PORT HARCOURT, Nigeria, Nov. 10 (UPI) -- The kidnapping of five Western technicians on an offshore oil platform in Nigerian waters has heightened concern that the West African state's all-important oil industry is again under attack by tribal insurgents.
Monday's abduction, in which two other oil workers were shot and wounded, was the work of the Movement for the Emancipation of the Niger Delta, the principal insurgent group.
MEND warned Monday that it planned more attacks on oil installations in the southern Niger Delta, the heart of Nigeria's oil industry, which accounts for 90 percent of state revenues.

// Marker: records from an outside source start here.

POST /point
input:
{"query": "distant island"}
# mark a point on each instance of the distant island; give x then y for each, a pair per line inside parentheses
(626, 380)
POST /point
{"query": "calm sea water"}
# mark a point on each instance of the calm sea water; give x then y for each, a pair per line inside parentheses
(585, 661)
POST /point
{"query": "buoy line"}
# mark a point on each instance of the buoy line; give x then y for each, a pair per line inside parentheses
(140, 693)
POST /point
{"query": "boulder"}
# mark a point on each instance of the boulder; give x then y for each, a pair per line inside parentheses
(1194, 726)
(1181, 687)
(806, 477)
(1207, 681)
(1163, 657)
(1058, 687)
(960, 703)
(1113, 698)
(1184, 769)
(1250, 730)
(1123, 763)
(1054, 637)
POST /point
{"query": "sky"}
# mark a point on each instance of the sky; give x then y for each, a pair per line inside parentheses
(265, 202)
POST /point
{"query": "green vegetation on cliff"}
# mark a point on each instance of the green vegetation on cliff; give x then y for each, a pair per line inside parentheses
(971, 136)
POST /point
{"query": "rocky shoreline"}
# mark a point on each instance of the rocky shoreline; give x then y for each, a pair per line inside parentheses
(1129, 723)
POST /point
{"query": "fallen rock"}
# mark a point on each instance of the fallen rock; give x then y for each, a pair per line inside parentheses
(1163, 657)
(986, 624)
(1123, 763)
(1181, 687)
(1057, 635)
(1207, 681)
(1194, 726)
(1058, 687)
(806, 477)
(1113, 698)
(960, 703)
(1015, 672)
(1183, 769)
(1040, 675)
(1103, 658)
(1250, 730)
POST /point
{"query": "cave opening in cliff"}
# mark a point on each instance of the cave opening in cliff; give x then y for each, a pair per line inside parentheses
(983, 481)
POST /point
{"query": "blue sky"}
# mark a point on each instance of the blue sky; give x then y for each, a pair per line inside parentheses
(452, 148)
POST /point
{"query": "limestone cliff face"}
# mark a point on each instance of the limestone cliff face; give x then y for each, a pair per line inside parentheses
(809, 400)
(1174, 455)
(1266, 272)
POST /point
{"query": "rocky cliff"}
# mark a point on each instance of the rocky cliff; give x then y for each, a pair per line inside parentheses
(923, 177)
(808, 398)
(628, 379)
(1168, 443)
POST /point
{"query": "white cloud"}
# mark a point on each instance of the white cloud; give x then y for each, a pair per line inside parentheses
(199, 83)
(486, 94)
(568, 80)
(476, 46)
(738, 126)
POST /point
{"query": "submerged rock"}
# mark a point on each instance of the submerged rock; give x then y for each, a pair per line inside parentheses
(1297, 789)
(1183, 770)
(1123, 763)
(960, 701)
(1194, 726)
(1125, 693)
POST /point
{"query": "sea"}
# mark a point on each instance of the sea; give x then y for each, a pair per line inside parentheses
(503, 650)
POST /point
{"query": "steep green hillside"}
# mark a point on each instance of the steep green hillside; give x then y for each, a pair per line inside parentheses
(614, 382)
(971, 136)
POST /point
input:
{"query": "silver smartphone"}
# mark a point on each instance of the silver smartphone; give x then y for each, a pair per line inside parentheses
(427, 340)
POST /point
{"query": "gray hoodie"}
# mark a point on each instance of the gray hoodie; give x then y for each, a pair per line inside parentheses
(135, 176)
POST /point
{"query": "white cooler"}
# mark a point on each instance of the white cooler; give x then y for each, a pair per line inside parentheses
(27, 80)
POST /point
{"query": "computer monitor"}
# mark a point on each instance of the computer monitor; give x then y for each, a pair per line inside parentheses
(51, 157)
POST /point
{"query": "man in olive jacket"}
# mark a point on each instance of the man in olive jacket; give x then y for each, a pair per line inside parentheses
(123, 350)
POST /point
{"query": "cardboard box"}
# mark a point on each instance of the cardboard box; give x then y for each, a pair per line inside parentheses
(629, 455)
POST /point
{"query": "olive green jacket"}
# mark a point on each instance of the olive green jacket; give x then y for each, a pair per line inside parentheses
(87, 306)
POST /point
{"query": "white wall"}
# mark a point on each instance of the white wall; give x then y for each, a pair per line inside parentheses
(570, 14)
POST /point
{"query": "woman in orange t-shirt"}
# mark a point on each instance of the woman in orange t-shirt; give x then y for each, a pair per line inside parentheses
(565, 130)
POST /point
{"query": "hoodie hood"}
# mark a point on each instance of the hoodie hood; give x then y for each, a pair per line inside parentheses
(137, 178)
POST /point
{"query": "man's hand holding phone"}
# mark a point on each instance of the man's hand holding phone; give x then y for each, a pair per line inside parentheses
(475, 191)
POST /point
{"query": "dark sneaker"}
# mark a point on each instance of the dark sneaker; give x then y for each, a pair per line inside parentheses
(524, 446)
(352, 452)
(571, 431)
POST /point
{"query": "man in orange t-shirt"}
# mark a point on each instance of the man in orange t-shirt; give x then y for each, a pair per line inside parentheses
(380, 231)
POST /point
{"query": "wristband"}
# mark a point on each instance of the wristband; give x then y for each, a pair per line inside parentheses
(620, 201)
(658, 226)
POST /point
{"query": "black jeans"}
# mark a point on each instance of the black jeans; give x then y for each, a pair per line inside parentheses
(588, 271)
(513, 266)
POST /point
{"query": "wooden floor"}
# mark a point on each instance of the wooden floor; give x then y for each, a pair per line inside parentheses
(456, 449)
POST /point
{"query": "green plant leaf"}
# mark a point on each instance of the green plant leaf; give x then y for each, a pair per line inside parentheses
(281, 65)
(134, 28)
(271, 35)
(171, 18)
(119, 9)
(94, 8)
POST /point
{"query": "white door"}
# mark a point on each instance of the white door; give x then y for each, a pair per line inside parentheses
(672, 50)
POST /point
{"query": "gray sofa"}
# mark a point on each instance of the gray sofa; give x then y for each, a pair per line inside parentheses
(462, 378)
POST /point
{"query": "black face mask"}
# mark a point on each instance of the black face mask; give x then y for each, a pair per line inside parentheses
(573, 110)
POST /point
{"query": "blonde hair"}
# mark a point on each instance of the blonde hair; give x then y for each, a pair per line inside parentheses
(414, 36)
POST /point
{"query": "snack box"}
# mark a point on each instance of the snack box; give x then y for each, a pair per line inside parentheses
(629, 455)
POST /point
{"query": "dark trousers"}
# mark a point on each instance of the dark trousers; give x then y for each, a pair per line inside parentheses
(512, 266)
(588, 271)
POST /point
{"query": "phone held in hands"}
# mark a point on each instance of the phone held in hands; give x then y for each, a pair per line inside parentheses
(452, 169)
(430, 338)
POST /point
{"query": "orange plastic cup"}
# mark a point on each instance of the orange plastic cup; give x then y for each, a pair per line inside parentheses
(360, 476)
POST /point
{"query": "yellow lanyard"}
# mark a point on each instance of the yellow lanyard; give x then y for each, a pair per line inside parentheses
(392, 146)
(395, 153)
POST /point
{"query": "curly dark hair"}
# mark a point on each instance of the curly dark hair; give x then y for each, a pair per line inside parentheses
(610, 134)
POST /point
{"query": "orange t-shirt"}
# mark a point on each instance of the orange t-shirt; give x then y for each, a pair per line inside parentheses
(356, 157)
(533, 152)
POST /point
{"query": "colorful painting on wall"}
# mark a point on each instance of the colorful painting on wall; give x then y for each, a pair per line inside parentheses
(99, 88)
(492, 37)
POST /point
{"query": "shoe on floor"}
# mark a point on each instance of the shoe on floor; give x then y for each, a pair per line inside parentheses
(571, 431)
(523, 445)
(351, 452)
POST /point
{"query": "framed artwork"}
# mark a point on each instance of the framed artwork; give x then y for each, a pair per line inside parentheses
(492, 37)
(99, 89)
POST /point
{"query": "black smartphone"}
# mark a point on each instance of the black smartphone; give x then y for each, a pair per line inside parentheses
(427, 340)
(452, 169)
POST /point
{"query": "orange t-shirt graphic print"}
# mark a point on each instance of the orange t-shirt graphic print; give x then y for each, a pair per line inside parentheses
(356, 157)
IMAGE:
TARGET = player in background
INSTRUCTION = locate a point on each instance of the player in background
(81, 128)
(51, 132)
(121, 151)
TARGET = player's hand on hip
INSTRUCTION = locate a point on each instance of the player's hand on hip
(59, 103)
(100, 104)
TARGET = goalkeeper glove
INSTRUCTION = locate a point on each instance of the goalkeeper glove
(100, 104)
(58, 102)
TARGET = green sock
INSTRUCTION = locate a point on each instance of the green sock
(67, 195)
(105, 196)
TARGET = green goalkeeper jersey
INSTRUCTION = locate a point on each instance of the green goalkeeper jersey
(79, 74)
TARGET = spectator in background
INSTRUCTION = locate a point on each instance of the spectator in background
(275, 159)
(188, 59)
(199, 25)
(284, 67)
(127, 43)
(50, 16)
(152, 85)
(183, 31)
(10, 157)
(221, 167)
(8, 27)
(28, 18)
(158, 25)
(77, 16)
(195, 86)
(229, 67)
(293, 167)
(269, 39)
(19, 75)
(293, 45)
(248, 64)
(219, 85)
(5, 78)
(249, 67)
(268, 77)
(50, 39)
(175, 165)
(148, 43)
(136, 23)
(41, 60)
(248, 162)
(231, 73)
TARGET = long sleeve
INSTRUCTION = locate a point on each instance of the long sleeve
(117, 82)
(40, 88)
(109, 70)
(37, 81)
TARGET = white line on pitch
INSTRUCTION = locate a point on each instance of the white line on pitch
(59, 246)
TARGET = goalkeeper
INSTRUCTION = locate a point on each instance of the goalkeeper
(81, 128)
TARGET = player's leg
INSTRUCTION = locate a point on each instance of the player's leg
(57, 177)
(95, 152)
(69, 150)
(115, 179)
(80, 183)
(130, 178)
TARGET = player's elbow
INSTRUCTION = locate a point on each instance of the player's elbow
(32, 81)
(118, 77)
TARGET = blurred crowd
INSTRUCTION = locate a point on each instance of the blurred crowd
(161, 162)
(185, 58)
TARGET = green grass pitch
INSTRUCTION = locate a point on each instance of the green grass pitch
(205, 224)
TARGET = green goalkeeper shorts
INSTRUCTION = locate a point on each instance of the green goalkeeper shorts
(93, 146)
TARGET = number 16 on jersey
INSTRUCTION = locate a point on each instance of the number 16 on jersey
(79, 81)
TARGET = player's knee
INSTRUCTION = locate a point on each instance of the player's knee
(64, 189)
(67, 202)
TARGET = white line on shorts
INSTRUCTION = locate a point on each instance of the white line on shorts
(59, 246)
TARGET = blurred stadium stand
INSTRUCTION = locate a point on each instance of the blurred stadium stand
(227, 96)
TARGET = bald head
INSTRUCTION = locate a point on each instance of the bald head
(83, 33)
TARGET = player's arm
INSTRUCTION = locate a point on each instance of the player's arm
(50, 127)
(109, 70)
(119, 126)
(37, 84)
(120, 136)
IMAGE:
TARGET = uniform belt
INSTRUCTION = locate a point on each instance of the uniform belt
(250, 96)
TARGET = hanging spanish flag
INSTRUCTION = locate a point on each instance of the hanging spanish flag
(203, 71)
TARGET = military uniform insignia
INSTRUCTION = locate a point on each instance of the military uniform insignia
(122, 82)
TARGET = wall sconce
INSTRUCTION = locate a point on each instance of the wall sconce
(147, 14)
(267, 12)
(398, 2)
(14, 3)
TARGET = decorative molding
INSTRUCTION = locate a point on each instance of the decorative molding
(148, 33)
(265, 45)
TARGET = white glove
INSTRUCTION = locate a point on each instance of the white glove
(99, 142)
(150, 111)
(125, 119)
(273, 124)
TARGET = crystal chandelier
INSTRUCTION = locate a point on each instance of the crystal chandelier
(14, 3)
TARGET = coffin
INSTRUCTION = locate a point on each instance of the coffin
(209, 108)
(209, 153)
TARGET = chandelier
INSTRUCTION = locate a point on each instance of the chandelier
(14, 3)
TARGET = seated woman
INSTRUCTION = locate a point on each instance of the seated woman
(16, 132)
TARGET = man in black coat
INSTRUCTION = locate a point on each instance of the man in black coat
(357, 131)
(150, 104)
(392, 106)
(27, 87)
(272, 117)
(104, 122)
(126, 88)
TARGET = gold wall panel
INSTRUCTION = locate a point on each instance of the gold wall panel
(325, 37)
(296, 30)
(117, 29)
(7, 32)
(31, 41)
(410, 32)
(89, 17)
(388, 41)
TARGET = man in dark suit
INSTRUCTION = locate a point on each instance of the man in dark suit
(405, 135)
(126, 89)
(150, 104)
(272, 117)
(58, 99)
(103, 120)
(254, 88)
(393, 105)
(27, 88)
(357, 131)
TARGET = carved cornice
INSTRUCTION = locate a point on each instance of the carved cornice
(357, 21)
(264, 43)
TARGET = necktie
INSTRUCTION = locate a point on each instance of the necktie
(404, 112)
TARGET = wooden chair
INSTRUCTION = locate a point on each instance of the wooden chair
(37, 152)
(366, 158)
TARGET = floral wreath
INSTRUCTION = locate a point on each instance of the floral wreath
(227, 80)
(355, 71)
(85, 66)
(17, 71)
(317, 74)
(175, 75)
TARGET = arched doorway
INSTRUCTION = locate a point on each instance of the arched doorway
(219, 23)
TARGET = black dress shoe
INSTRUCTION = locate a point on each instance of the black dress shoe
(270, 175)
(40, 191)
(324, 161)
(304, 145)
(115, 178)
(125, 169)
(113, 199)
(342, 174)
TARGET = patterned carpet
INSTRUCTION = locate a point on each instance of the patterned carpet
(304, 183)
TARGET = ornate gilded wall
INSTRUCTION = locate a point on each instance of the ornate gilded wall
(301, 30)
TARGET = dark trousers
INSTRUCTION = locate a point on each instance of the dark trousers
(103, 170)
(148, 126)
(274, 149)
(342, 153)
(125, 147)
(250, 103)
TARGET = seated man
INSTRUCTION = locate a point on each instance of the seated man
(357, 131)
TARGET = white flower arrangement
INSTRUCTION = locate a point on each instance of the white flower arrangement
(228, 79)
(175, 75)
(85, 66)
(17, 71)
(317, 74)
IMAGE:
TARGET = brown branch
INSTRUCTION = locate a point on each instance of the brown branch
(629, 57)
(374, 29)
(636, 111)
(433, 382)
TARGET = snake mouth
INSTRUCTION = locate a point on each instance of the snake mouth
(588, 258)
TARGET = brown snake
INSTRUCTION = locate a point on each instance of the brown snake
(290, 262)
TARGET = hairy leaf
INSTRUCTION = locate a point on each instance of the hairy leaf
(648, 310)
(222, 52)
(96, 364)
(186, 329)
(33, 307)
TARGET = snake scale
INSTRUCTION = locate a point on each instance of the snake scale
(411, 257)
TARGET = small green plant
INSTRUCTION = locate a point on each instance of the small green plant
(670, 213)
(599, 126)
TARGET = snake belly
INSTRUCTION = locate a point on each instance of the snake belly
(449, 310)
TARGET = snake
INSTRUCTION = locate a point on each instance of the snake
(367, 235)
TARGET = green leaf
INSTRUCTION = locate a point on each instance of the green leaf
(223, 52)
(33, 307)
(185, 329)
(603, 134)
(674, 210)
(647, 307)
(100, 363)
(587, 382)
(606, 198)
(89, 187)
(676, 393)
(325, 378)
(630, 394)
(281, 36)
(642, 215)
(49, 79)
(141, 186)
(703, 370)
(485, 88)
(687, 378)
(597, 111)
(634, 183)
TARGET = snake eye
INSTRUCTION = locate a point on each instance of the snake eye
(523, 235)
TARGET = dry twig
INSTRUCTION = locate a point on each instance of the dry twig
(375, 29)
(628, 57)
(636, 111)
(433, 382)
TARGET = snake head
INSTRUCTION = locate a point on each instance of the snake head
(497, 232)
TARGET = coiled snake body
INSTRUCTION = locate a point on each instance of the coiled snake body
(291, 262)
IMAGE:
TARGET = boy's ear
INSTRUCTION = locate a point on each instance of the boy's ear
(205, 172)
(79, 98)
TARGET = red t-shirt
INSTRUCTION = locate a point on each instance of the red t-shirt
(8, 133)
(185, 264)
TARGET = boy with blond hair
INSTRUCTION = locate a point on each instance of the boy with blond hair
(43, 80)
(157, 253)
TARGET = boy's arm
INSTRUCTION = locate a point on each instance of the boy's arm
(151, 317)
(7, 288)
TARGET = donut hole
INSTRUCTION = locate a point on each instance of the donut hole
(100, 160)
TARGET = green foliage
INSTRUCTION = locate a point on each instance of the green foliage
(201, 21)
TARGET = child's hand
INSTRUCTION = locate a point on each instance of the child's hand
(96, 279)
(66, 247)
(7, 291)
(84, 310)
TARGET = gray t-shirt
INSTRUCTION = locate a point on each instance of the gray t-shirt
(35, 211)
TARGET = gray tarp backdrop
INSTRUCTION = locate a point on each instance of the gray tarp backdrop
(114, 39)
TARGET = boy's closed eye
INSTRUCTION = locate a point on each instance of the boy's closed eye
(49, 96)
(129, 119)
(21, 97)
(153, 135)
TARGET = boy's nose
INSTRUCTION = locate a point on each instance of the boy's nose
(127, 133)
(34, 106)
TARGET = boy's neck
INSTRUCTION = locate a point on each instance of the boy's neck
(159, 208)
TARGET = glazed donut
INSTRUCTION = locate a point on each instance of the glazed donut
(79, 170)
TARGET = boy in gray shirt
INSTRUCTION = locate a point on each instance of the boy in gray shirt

The insurgents gave foreign oil companies 72 hours to get out "or face the consequences."
Since they launched the insurgency in 2006, they have slashed Nigeria's oil production by 40 percent, a level of losses the country cannot afford.
In Monday's dawn attack, gunmen in four boats stormed the High Island 7oil platform contracted to the British-owned Afren Oil Services Co. located in the Okron field 7 miles off Nigeria's southern Akwa Ibom state.
Their captives were identified as two Frenchmen, two Americans and a Canadian.
The kidnappings followed several months of sporadic insurgent attacks amid the collapse of a 2009 government peace initiative.
The most serious of the recent attacks was a double car-bombing in Abuja Oct. 1, Nigeria's Independence Day, that killed 12 people. The bombings and Monday's kidnappings marked a sharp escalation in MEND operations just as oil production was shown signs of recovery.
It currently stands at 2.1 million barrels per day. If the violence continues, Nigerian exports to the United States could be hit.
The United States imported 942,000 bpd in August, the U.S. Energy Department says, making Nigeria America's fifth largest supplier of oil.
The swelling violence coincides with political turmoil triggered by an upcoming presidential election and Muslim-Christian massacres in central Nigeria.
Nationwide turbulence on that scale could scare off foreign companies seeking to invest in Nigeria's oil wealth. Several longtime foreign operators such as Royal Dutch Shell, Chevron of the United States and Eni of Italy are selling some joint-venture licenses because of the security crisis.
On Sept. 22, armed pirates clashed with the Nigerian navy off the Niger Delta in a failed bid to take over an offshore platform operated by Addax Petroleum, a subsidiary of China's state-owned Sinopec Group.
The gunmen kidnapped three French employees and a Thai from a support ship. They are still being held, presumably for ransom.
The pirates who operate in the delta's mangrove swamps and creeks and off the southern coast, have frequently seized tanker for their cargoes. They often work with insurgent groups that are engaged in the wholesale theft of crude oil from pipelines and terminals.
Shortly before the government launched an amnesty program in June 2009 in a bid to end the insurgency, the government said it was losing around $1 billion a year in stolen oil.
The activities of the militants and the pirates "have grown into a multibillion-dollar racket with tentacles reaching far into state institutions and criminal connections that stretch from Abidjan to Odessa," the Financial Times reported in July 2009.
All this has stunted fresh exploration in one of Africa's main oil producers. As output has declined, so have the funds the corruption-plagued government needs to maintain the national infrastructure -- and its patronage system.
Plans to reform the oil industry, aimed at attracting an estimated $50 billion in investment, mainly by foreign companies, and boosting state revenues have been repeatedly thwarted.
The companies already in Nigeria, such as Shell and Chevron, don't want to be pushed into a closer relationship with the Nigerian National Petroleum Corp., described by the Financial Times as a "basket case," that would cut their profits.
Thousands of MEND fighters surrendered weapons under the government amnesty declared in June 2009. But the peace initiative began falling apart when the architect of the peace effort, President Umaru Yar'Adua, was stricken by illness in 2009.
Yar'Adua, a northern Muslim, later died. His successor, Goodluck Jonathan, a southern Christian, hasn't been able to revive the crumbling initiative.
He is now locked in a bitter power struggle with northern political barons over the presidential election scheduled for early 2011.